Потому что наша жизнь заключена в других людях или в вещах. И поэтому никто не спасётся. В каждой картине есть детали, которые запускают сюжет. Это кино, которое развивается в нашей голове. 

Правда, я только сейчас начал понимать скульптуру. Изгибы, которые не передать на камеру, линии, которые раскрываются как раз совершенно по-новому, эмоции, которые у человека смотрелись бы пошло или резко, выраженные через скульптуру выглядят тонко. “Фавн и вакханка“ – это моя идеальная жизнь, серьёзно.

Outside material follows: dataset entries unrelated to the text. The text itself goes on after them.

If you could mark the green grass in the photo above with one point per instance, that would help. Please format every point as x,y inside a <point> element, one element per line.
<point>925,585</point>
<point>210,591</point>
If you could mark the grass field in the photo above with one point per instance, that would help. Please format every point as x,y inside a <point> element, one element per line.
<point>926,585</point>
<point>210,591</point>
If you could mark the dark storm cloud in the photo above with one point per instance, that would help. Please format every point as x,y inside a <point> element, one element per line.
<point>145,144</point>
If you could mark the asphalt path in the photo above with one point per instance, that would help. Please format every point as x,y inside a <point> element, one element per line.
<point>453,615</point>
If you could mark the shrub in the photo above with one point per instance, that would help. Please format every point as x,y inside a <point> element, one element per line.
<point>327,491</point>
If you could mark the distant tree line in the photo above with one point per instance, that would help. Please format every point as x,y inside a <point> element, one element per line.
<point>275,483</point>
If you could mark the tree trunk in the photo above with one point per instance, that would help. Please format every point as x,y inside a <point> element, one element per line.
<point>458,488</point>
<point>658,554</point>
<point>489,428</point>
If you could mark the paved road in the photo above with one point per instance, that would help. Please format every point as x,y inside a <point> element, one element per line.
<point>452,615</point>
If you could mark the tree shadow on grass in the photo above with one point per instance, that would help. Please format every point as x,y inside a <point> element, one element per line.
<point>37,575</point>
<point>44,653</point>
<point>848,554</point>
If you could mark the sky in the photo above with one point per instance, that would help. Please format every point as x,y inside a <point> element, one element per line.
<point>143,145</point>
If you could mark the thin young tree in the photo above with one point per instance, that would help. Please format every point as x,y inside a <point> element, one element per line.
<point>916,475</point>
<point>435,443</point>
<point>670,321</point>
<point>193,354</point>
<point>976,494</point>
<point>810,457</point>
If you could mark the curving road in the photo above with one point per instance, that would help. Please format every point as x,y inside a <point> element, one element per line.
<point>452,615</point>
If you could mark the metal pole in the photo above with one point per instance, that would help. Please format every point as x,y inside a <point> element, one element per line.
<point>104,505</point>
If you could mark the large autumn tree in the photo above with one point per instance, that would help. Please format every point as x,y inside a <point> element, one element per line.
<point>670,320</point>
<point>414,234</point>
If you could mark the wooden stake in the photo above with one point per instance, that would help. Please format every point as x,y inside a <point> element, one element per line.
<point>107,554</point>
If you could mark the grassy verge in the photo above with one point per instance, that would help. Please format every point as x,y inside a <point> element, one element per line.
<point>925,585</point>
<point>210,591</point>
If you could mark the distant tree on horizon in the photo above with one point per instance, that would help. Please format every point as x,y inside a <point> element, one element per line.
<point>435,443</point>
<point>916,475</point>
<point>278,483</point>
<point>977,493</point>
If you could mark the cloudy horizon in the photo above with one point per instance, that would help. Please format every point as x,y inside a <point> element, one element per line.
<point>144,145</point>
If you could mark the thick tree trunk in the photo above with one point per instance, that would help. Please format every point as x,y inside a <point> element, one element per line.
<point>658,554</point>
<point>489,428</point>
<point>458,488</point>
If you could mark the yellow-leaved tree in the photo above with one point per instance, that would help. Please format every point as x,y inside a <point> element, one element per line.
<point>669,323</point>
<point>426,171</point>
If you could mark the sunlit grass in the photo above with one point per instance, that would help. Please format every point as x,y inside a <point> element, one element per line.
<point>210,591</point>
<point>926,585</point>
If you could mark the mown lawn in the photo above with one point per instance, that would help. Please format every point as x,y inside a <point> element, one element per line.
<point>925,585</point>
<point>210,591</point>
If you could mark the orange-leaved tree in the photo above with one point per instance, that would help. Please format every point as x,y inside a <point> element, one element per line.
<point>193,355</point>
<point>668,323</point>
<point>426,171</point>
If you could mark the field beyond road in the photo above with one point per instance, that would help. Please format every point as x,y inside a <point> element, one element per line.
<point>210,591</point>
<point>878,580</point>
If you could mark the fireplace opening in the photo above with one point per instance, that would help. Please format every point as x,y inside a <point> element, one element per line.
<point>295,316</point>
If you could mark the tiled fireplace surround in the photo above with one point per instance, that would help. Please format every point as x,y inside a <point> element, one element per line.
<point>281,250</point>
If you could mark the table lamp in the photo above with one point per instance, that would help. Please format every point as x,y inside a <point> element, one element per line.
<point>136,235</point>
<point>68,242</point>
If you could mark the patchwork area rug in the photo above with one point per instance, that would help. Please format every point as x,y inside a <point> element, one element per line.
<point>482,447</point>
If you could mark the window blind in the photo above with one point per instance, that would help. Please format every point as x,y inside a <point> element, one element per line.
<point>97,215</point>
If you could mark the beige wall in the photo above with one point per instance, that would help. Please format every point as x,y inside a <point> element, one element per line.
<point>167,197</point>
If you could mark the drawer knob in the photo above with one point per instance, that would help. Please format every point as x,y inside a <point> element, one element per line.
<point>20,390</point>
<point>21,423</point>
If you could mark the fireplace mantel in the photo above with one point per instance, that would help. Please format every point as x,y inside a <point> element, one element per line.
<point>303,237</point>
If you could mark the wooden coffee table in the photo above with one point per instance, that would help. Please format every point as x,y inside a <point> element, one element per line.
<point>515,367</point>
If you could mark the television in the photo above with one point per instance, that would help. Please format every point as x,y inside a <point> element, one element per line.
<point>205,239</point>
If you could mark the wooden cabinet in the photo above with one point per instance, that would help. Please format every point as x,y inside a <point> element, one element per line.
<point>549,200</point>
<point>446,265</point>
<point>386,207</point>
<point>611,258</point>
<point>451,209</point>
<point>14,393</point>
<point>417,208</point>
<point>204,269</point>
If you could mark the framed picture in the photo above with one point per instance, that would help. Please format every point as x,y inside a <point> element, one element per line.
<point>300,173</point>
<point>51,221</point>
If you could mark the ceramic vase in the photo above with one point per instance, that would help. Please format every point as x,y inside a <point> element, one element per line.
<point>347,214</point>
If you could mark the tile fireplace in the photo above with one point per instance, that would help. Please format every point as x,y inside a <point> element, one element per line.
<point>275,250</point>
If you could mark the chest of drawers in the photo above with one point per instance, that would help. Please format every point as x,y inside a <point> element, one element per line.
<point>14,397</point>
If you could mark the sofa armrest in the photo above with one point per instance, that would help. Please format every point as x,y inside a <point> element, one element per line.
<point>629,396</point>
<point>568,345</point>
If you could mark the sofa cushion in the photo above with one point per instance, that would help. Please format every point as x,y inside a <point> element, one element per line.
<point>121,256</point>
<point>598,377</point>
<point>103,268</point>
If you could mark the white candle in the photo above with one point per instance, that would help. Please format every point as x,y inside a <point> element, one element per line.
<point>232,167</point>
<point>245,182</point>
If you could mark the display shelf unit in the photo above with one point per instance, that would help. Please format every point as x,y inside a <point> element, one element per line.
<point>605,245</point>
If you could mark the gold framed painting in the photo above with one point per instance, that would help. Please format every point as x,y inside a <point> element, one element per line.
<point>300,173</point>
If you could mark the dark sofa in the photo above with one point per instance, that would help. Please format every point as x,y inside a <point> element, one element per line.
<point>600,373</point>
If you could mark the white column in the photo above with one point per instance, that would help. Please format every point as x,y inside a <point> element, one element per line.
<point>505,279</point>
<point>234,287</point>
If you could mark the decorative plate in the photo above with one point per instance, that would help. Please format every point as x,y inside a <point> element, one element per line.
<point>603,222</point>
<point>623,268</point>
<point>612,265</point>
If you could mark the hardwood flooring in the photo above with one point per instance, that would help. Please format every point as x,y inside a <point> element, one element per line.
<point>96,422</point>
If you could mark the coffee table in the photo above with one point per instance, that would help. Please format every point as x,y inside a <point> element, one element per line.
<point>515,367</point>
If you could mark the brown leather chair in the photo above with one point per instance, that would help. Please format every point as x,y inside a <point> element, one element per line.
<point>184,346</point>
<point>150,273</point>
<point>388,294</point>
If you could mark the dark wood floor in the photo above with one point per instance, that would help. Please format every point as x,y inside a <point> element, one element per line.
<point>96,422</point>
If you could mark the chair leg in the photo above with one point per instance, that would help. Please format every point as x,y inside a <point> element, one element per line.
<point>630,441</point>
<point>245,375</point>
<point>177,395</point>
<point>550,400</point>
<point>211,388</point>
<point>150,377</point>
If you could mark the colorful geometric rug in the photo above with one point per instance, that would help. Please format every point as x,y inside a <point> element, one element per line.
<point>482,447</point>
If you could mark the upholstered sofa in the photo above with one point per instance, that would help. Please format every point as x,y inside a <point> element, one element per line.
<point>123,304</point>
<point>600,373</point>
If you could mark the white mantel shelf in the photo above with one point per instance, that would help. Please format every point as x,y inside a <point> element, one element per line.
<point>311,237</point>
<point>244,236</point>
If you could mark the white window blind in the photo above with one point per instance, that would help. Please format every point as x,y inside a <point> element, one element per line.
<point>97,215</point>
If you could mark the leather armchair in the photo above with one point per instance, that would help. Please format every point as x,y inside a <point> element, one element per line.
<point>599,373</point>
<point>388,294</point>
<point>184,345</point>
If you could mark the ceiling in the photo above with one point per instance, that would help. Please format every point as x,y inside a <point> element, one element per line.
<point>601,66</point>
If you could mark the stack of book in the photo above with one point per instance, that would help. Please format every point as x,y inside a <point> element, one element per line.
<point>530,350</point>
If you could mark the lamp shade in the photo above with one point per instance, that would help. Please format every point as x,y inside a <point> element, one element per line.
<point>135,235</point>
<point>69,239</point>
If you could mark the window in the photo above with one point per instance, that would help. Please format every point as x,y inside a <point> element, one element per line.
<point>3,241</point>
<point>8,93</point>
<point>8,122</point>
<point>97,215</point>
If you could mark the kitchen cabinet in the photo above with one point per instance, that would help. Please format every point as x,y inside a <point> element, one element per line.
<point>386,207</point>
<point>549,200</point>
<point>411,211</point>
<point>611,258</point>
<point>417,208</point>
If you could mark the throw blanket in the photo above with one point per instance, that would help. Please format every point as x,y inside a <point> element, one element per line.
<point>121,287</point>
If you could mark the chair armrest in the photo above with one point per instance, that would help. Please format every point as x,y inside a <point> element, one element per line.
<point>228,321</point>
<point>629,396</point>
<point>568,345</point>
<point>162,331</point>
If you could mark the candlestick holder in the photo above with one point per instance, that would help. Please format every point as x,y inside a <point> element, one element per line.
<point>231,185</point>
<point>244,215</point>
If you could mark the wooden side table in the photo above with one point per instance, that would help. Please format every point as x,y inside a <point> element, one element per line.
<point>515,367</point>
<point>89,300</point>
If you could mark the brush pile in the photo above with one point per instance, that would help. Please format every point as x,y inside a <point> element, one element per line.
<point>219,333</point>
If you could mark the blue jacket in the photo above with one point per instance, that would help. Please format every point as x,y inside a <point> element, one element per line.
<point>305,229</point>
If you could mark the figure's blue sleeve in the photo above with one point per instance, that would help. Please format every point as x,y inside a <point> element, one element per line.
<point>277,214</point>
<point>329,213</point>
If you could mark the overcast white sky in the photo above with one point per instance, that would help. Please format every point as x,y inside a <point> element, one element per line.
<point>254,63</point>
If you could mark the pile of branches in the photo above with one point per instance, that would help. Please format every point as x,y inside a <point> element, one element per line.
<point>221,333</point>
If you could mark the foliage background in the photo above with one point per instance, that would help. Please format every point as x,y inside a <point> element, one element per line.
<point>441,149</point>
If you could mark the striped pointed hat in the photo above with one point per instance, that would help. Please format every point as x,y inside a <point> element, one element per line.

Посмотрите на напряжение у фигур: рука, скулы, взгляд. Такое можно только создать. Третья и четвертая – это сюжет фавна и нимфы. Здесь он раздевает её, улыбаясь наипошлейшей, и при этом не пошлой, улыбкой. И кто здесь безнравственнее – он или она – сказать трудно.

Я бродил три часа и устал. Сел перед картиной с изображением леса. В комнату вошла группа людей, на которую я несколько раз натыкался за всё это время. Они вели себя шумно, махали руками. Взрослые люди, а говорили какой-то бред. Дико бесили, если честно. Вдруг они все сгрудились вокруг меня. Экскурсовод начала рассказ. Оказалось, что это группа психически нездоровых людей, и у них здесь – частые экскурсии.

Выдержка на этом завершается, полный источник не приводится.